Heizöl-Markt aktuell: Kein Kriegsende in Sicht - Heizöl immer teuerer!
Die Ölpreise an den internationalen Warenterminmärkten haben sich gestern weiter deutlich verteuert und bei Gasöl ist mittlerweile das höchste Niveau seit Anfang April erreicht. Entsprechend geht es leider auch mit den Heizöl-Notierungen immer weiter nach oben.
Aktuell stehen die September-Kontrakte der europäischen Nordsee-Ölsorte "Brent" bei 91,70 Dollar pro Barrel, eine Tonne Gasöl zur Lieferung August kostet zur Stunde 1.320 Dollar. Der Euro kann im Vergleich zum Dollar etwas zulegen und wird heute Morgen zu Kursen um 1,1450 Dollar gehandelt.
Sah es vor gut vier Wochen noch nach einem baldigen Frieden im Nahen Osten aus, so hat sich der Krieg zwischen den USA und dem Iran mittlerweile auf andere Länder ausgeweitet und ein baldiges Kriegsende ist kaum noch vorstellbar.
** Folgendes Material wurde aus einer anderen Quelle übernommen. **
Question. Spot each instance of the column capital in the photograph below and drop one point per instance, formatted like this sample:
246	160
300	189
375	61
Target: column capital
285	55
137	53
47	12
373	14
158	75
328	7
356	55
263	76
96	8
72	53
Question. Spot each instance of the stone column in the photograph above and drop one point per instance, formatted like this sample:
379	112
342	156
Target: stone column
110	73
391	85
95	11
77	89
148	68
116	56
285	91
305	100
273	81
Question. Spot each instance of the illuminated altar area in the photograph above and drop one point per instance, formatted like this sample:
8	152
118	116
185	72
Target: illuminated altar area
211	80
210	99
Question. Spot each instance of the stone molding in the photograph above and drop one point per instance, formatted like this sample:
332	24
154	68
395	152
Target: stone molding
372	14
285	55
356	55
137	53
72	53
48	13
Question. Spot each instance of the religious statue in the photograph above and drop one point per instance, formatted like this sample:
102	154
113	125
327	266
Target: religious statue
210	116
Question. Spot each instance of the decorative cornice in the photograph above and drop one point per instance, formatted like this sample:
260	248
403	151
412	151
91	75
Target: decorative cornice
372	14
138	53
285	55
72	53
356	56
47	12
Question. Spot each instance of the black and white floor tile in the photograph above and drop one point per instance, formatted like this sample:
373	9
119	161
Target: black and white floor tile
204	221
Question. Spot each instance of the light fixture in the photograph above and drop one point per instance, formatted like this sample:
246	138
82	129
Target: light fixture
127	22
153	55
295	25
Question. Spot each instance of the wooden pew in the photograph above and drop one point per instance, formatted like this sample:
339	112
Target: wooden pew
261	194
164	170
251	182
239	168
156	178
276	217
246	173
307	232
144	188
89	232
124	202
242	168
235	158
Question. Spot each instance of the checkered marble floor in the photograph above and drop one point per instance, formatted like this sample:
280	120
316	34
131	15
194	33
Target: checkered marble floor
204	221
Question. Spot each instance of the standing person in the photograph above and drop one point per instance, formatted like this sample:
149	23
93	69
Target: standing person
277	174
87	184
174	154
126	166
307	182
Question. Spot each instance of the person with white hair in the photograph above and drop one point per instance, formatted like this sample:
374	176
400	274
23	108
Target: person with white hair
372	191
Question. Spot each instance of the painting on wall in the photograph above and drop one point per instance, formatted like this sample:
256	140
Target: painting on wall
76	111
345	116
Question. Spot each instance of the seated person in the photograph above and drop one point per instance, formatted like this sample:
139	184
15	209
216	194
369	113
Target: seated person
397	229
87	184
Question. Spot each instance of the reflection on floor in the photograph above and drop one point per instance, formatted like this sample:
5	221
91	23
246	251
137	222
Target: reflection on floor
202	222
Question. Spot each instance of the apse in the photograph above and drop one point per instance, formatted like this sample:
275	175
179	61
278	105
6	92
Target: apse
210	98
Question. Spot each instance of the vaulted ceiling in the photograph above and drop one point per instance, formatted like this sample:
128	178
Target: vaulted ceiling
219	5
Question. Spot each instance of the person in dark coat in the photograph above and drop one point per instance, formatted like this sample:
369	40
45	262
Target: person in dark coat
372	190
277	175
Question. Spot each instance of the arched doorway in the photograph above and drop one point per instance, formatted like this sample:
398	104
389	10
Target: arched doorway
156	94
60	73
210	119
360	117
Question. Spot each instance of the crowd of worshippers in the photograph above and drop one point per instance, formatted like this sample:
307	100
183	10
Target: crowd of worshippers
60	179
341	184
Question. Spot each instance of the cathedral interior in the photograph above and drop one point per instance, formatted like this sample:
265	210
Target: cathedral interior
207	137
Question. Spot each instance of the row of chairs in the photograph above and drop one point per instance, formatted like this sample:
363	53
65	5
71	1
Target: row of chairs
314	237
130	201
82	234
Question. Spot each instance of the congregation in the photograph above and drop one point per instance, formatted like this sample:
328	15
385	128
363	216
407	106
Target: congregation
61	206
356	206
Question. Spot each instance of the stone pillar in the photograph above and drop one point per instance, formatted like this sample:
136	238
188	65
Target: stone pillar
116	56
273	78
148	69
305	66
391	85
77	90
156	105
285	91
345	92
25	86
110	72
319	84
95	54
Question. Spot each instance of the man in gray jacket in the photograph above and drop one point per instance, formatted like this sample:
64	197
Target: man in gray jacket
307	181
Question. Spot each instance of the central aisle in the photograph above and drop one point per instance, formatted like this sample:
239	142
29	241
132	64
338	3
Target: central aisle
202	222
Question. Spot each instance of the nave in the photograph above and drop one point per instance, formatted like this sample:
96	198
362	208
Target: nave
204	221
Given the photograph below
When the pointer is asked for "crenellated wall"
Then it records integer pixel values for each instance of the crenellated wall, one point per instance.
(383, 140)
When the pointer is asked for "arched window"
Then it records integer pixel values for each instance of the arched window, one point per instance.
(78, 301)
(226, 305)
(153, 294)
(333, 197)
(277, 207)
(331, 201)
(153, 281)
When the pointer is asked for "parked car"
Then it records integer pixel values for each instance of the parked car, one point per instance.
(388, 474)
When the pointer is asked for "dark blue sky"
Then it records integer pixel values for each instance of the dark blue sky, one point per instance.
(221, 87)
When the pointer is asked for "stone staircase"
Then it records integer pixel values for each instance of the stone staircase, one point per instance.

Gestern gab es Angriffe von Saudi-Arabien und den USA auf vom Iran unterstützte Milizen im Irak. Vor gut einer Woche griffen Huthi-Rebellen erstmals seit Kriegsbeginn Schiffe im Roten Meer an, was zu einer zusätzlichen Störung der internationalen Ölversorgung geführt hat. Zwar suchen und finden die Golfstaaten alternative Exportwege, kurz- und mittelfristig bleiben die Meerengen bei Hormus und Bab al-Mandab aber die wichtigsten Transportrouten für Öllieferungen aus der Region. Ein anderer wichtiger Schauplatz bleibt der Krieg zwischen Russland und der Ukraine, in dessen Folge mittlerweile rund ein Viertel der russischen Raffineriekapazitäten beschädigt und somit außer Betrieb genommen wurde. Infolgedessen sind die Preise für Gasöl, das unversteuerten Vorprodukt für Heizöl und Diesel, mittlerweile auf das höchste Niveau seit knapp vier Monaten gestiegen und das Erreichen eines neuen Allzeithochs kann nicht mehr ausgeschlossen werden. Dass sich die Rohölpreise auf einem immer noch recht moderaten Niveau bewegen ist erstaunlich, zumal gestern aus den USA vom Department of Energy (DOE) ein deutlicher Rückgang von über 7 Millionen Barrel gemeldet wurde. Damit sind hier die Vorräte auf den niedrigsten Stand seit September 2018 gefallen.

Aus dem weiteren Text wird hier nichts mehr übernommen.